Jedenfalls kommen wir eine Stunde vor Einbruch der Dunkelheit unten am Bachübergang an, finden einen bestens geeigneten Biwakplatz an einer Stelle, wo vormals ein Häuschen gestanden haben muss. Es ist eine ebene Fläche mit noch vorhandenen Betonfundamenten und (im Nachhinein eingerichteten) Feuerstellen. Heute Abend essen wir wahrscheinlich am ausgiebigsten bis weit in die Nacht hinein. Um 23:30 Uhr liegen wir alle in den Schlafsäcken und beginnen Schäfchen (oder Schneeflöckchen oder Sternlein) bei angenehmen Temperaturen von 2-5°C zu zählen. Das schönste am Biwakplatz ist, dass er nur etwa 30min Fußmarsch von dem Klettergarten Chinesische Mauer entfernt liegt und wir somit morgen den gaanzen Tag lang gut ausgesichert klettern können.
 
Diese „Tagestour“ entsprach keinesfalls unseren Erwartungen und wir hätte sie uns trotz der atemberaubenden Schönheit des oberen Puitentals sparen können. Wir hatten eben so sehr gehofft, evtl. in der Scharnitzspitzsüdwand etwas unternehmen zu können, oder wenigstens den Südwandsteig weiter zu verfolgen und den Hochwanner zu besteigen. Das wiederum haben wir nach meiner gestrigen Erkundung der „falschen Söllerrinne“ schnell verworfen.

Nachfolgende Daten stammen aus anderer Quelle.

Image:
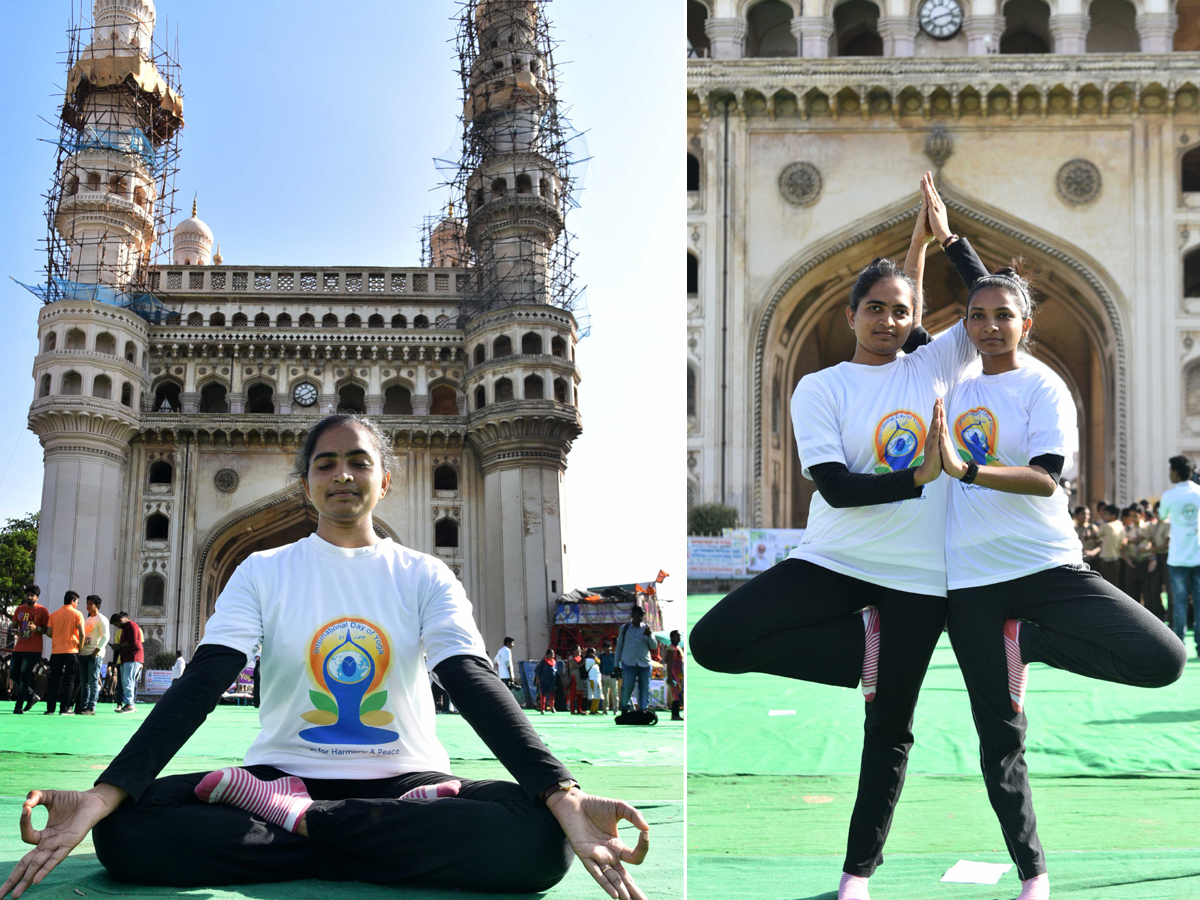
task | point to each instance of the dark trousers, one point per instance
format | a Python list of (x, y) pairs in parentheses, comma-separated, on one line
[(23, 665), (801, 621), (1072, 619), (64, 676), (491, 837)]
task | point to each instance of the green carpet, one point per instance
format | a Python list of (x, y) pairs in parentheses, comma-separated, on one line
[(1115, 774), (643, 766)]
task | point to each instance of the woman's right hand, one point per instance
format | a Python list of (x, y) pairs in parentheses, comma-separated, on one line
[(72, 815)]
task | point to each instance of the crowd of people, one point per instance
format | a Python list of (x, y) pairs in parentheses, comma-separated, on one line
[(77, 670)]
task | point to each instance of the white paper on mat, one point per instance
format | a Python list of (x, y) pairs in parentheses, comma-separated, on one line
[(967, 871)]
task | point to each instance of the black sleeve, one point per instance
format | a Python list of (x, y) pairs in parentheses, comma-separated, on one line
[(840, 487), (1050, 462), (966, 262), (174, 719), (490, 709)]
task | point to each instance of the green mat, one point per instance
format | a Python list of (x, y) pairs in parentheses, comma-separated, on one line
[(1115, 774), (643, 766)]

Auch wenn das heute für uns nichts war, so würde ich doch jedem fitten Menschen empfehlen, einmal die oberen Gebirgsregionen zu dieser Jahreszeit zu besuchen. Einsamkeit, Ruhe und herrlich verschneite Landschaft ist garantiert und solch eine Hitze wie im Tal gibt es hier kaum!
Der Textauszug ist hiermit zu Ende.